O artigo propõe uma interpretação sociológica da polarização brasileira a partir de uma configuração empírica paradigmática: a coexistência e intensificação simultânea da Marcha para Jesus e da Parada do Orgulho LGBTQIA+ na cidade de São Paulo. Longe de constituir uma anomalia, essa simultaneidade exprime uma dinâmica mais geral: no Brasil contemporâneo, a ampliação de direitos e a intensificação das resistências não se sucedem no tempo, mas se produzem simultaneamente, alimentando-se reciprocamente. Para apreender esse fenômeno, o artigo mobiliza uma perspectiva morfológica inspirada em Durkheim, Bouglé, Mannheim e Elias, articulada às investigações desenvolvidas no Laboratório Interdisciplinar sobre Reflexividades.
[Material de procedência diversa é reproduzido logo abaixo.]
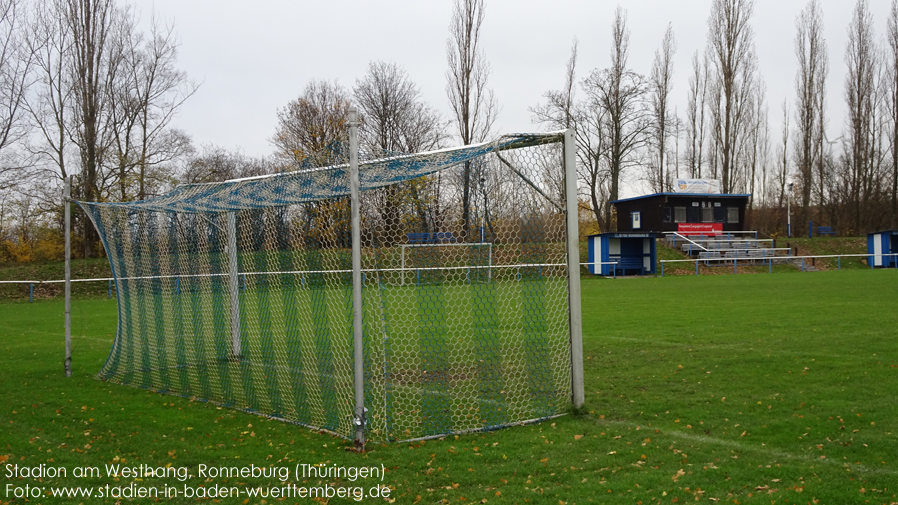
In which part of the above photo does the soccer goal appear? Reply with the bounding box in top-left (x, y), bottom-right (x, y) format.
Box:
top-left (78, 112), bottom-right (583, 444)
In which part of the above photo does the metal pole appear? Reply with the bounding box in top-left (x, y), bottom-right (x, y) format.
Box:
top-left (349, 107), bottom-right (367, 444)
top-left (564, 129), bottom-right (586, 408)
top-left (62, 176), bottom-right (72, 377)
top-left (228, 212), bottom-right (240, 357)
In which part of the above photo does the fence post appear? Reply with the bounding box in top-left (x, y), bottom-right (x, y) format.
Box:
top-left (228, 211), bottom-right (241, 357)
top-left (62, 176), bottom-right (72, 377)
top-left (349, 107), bottom-right (367, 451)
top-left (563, 129), bottom-right (586, 408)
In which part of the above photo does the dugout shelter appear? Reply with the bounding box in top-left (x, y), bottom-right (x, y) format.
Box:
top-left (867, 230), bottom-right (898, 268)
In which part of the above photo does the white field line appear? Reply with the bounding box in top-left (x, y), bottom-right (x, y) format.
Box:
top-left (598, 419), bottom-right (898, 475)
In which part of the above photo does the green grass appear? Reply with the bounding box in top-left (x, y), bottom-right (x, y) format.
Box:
top-left (0, 269), bottom-right (898, 504)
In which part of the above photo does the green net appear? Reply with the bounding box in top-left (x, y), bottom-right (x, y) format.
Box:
top-left (79, 134), bottom-right (576, 441)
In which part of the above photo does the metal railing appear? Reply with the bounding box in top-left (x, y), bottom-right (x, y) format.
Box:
top-left (659, 253), bottom-right (898, 277)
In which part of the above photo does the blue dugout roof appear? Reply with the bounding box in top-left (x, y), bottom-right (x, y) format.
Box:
top-left (611, 192), bottom-right (751, 203)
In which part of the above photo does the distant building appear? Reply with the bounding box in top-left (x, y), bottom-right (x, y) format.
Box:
top-left (611, 193), bottom-right (751, 235)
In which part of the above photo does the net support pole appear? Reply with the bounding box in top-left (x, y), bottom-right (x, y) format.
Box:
top-left (62, 176), bottom-right (72, 377)
top-left (349, 107), bottom-right (367, 451)
top-left (564, 129), bottom-right (585, 408)
top-left (228, 212), bottom-right (240, 357)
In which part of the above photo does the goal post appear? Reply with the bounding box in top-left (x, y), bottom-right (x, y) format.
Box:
top-left (77, 126), bottom-right (584, 448)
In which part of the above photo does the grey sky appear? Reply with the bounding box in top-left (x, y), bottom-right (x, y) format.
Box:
top-left (145, 0), bottom-right (889, 193)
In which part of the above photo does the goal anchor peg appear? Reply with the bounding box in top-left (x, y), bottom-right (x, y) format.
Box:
top-left (352, 407), bottom-right (368, 452)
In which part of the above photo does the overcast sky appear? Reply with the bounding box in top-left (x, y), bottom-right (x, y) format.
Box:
top-left (136, 0), bottom-right (889, 193)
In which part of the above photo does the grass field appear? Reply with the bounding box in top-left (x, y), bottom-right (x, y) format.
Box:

A hipótese central sustenta que as transformações estruturais da sociedade brasileira desde os anos 1960 — urbanização, expansão educacional, diversificação ocupacional e densificação comunicacional — produziram um terreno propício à emergência e difusão de tradições críticas modernas, orientadas à visibilização de sujeitos subalternizados, à desnaturalização de assimetrias, à mudança da sensibilidade moral e à expansão igualitária de direitos. A trajetória da Nova República é reinterpretada como um processo cumulativo de institucionalização desses influxos progressistas ao longo dos ciclos do Movimento Democrático Brasileiro, do Partido da Social Democracia Brasileira e do Partido dos Trabalhadores. O artigo argumenta, contudo, que esse processo engendra, como efeito imanente, suas próprias contratendências. AA partir da década de 2010, intensificam-se dinâmicas reativas que visam negar a especificidade dos sujeitos históricos, restaurar assimetrias desestabilizadas, ridicularizar a mudança da sensibilidade moral e tratar as gramáticas de direitos como privilégios, marcando a passagem de um conservadorismo de contenção para um neoconservadorismo de reação. O bolsonarismo é, assim, compreendido como produto endógeno dessa dinâmica: a organização da reação ou backlash que o frontlash estrutural engendra. Sua gramática contratendencial opera por reconversão sistemática das tradições críticas modernas negando sujeitos subalternizados, renaturalizando assimetrias, deslegitimando ou ridicularizando novas sensibilidades morais e convertendo novas gramáticas de direitos em privilégios indevidas, o que configura uma lógica estruturalmente homóloga à da crítica, porém orientada em sentido inverso.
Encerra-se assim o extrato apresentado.